The health upgrade was invented and sold at a shockingly low price; and infant mortality rates plummeted. There were hungry mouths to feed everywhere but nothing to give them. George couldn't sleep at night due to the sounds of crying infants who had been abandoned outside the refugee camp in the school. The worst part was when the crying was suddenly muffled, then went silent. He didn't have the heart to leave his cabin even to find food. When there was light in the room, he read over his same books. He muttered to himself and to Mona in French. He heard rumors from the refugees that there was talk of setting the death penalty for even the smallest crime. He knew in his heart that Mona had already been executed--he hoped she had been executed, because if not she had starved, which is a much slower death. He was ready to die too until one day a skinny, freckled ginger woman knocked on his door and asked if he was the groundskeeper of the elementary school. She introduced herself as Dr Nathalie Storm, and told him that he could have his old job back when she converted the school into her private home and laboratory.

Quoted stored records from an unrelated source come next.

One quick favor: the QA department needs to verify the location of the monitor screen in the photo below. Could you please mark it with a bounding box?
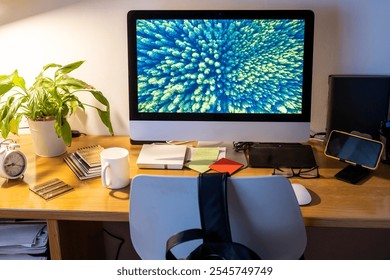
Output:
[128,10,314,142]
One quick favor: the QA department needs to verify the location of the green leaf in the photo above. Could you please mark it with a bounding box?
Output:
[61,119,72,146]
[54,60,84,78]
[96,108,114,135]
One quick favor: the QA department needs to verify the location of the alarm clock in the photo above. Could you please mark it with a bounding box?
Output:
[0,143,27,179]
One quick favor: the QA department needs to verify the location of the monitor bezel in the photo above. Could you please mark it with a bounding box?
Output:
[127,10,314,122]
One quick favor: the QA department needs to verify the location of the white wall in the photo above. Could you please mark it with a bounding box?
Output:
[0,0,390,135]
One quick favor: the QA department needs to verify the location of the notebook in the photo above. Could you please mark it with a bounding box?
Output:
[76,145,104,167]
[137,144,187,169]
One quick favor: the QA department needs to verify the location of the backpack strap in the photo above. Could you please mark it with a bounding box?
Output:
[165,173,232,260]
[198,173,232,242]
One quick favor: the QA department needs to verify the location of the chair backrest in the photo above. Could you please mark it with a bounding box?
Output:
[129,175,307,260]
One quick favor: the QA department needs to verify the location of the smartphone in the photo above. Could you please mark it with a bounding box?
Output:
[325,130,383,170]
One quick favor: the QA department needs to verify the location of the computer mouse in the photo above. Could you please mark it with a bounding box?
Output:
[291,183,311,205]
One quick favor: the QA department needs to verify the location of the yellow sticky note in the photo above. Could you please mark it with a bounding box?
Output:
[185,147,219,173]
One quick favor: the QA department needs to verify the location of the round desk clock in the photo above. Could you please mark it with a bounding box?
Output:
[0,143,27,179]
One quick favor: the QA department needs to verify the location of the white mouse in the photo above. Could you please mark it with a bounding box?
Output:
[291,183,311,205]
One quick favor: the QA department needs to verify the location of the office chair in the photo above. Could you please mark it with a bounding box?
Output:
[129,175,307,260]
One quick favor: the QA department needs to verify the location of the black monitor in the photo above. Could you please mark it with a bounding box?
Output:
[127,10,314,142]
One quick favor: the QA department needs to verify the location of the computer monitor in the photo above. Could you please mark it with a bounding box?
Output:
[127,10,314,142]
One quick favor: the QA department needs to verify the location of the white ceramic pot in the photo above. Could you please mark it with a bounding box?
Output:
[28,119,66,157]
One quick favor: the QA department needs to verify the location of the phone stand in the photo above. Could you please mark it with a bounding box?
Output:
[335,165,371,184]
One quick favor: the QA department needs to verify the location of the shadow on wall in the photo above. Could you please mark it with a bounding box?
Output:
[0,0,83,25]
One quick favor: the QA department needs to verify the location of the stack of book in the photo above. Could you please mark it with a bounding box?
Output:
[64,145,104,180]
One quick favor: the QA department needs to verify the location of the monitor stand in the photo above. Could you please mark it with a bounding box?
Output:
[197,141,248,168]
[335,164,370,184]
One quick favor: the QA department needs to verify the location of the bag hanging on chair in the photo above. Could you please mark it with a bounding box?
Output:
[165,173,261,260]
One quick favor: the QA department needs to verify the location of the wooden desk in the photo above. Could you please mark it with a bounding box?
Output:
[0,135,390,259]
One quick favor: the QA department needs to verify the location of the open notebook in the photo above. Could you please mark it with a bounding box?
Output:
[137,144,187,169]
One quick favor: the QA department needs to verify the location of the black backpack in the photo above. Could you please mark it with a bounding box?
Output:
[165,173,260,260]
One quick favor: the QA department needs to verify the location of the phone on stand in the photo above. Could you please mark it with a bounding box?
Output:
[325,130,383,184]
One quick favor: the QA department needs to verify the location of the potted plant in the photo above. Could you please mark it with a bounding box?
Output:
[0,61,114,156]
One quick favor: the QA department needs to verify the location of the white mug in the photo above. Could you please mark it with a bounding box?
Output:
[100,148,130,189]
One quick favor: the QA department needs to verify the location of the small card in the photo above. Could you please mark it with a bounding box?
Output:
[210,158,244,175]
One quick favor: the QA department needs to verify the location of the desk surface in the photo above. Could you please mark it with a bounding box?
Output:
[0,135,390,228]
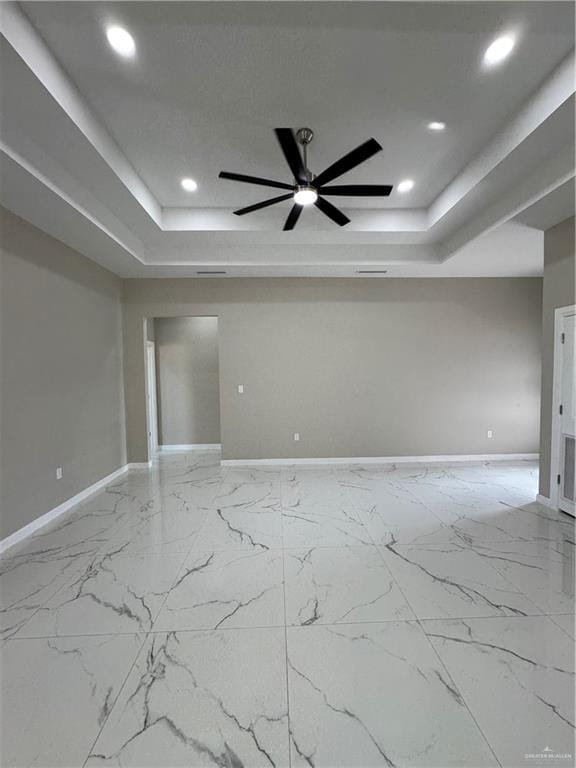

He agreed lifelessly and watched as the refugees were turned over to the government, as the school was repaired by workers who almost certainly were illegal immigrants, and as the "walls" were built: a concrete dome that enclosed the entire school.

They paid him and he went back to his job, only working and eating mechanically, asking himself every night why he was still fighting to stay alive. He barely noticed Dr Storm's weight gain until the baby was born. Little Julian was shoved into his arms almost instantly after he entered the world. He had the same wide brown eyes as Mona, or so George imagined.

The language upgrade was released the year that Sophie was born, and when his boss offered him a free upgrade he was horrified at what she had done. It was through language lessons that he and Mona had fallen in love! It was because of his knowledge of French that he had found work with his friends in the Resistance and had met her in the first place!

By the time Julian learned to talk, the war had run out of funding on all sides. There was no money left to bring soldiers home, and no one in the country they had been invading wanted to employ them. A few cunning groups had managed to make a profit in all this time--among them Dr Storm, inventor of human upgrades--but everyone else was borderline penniless. Laws couldn't be enforced. Government and country passed from reality into remembrance.

It had been twenty years since Mona had been taken from him when George was sent out to find a playmate, or a "control child", as Dr Storm called it. When he saw the scrawny boy with the frazzled black hair and shocking blue eyes he recognized the misunderstood look of a person who has lost hope, the same look he had seen on Mona's face the day his friends had brought her to him. It took years for George to teach the boy trust and bring out his smile, but he worked patiently with him just as he had once worked with his unofficial wife. He had these three kids now, and for the first time since he was a young man--and he knew he wasn't anymore--he smiled as he drifted off to sleep each night.